A legislação sobre assédio está em vigor há duas décadas, mas “relatos e pesquisas mostram que o sistema judiciário e a polícia tendem a diminuir a importância do relato da vítima mesmo quando está fisicamente machucada”
As denúncias contra o ex-presidente da Caixa Econômica Federal, Pedro Guimarães, acusado de assédio sexual, moral, importunação sexual, constrangimento e outras condutas criminosas e abjetas vão além dos fatos. Mais do que suscitar investigações e – espero – punições, revelam como as instâncias de poder injetam ânimo no assediador para cometer atrocidades no ambiente de trabalho.
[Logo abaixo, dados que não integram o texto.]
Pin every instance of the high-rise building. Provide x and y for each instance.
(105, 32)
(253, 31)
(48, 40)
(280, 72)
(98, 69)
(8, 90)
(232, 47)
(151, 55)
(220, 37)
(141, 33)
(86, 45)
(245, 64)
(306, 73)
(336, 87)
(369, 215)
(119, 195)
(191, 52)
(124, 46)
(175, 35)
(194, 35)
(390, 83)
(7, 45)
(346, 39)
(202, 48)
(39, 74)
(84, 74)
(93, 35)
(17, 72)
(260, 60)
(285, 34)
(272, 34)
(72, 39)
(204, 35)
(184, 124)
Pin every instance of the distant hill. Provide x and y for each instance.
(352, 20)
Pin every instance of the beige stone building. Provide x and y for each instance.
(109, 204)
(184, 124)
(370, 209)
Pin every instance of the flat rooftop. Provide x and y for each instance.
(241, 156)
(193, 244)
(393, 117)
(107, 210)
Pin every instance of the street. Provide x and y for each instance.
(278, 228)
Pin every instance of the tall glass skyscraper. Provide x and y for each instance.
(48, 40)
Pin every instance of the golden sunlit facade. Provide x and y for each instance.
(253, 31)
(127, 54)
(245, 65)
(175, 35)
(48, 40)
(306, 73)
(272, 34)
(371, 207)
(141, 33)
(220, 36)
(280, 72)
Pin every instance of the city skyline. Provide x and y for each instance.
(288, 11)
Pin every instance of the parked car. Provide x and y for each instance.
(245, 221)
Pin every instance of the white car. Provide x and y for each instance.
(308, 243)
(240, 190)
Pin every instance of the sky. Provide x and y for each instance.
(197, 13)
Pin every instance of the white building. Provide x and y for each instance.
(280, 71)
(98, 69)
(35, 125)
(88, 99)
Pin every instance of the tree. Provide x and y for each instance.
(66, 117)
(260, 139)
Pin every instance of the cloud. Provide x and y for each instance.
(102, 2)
Num cargo importante, é comum ver homens se sentirem à vontade para estender o poder de ofício aos corpos femininos. Investidos no cargo, passam a acreditar que podem interferir em como as pessoas – sobretudo mulheres, mas não só elas, uma vez que homens também são assediados – se vestem ou se comportam. Sentem-se inteiramente livres para assediar, constranger, tocar, gritar, humilhar, fazer convites indecorosos.
Uma vez no poder, transformam o próprio desejo no comandante de suas ações, sem qualquer preocupação de punição. E, normalmente, levam junto outros homens, que se desnudam de qualquer comprometimento moral para seguir o líder, tornando-se muitas vezes semelhantes a eles. O séquito machista naturaliza a agressão, classificando como “apenas uma cantada” ou “bastava dizer que não”. Uma vez denunciados, perseguem a vítima e investem contra sua carreira.
A legislação sobre assédio está em vigor há duas décadas, mas “relatos e pesquisas mostram que o sistema judiciário e a polícia tendem a diminuir a importância do relato da vítima mesmo quando está fisicamente machucada. Se isso acontece com o estupro, imagine com o assédio”. A constatação é da professora do Departamento de Antropologia da Faculdade de Filosofia, Letras e Ciências Humanas da Universidade de São Paulo (FFLCH-USP), Heloisa Buarque, em entrevista ao Correio.
O medo de retaliação transforma os casos em números esparsos. Há poucas denúncias para o tamanho do problema. A presidente do TCU, Ana Arraes, disse bem: “Esse episódio recente, que merece ser investigado e, se confirmado, punido com todo rigor, é apenas um sintoma grave de um problema muito maior, que é a ausência de políticas eficazes de prevenção e combate ao assédio nas organizações públicas”.
Na verdade, nas organizações públicas e privadas. Assim como no ambiente doméstico. Veja só: 40% das servidoras e magistradas que atuam no sistema de Justiça brasileiro já sofreram algum tipo de violência doméstica, de acordo com um estudo que publicamos.
Não há trégua nem espaço privilegiado quando o machismo impera. Vivemos na cultura do patriarcado, na qual o homem branco dá as cartas e define as regras do jogo. Felizmente, isso está mudando. Campanhas como #chegadefiufiu ou #metoo colocam o dedo na ferida e expõem o agressor.
Cada vez que uma mulher denuncia, uma onda se forma, cobrindo outras mulheres de coragem para denunciar também. Mas a única forma de acabar de vez com isso é ter uma parcela significativa de lideranças femininas. Mulheres devem ocupar espaços de poder. Pense nisso nas próximas eleições.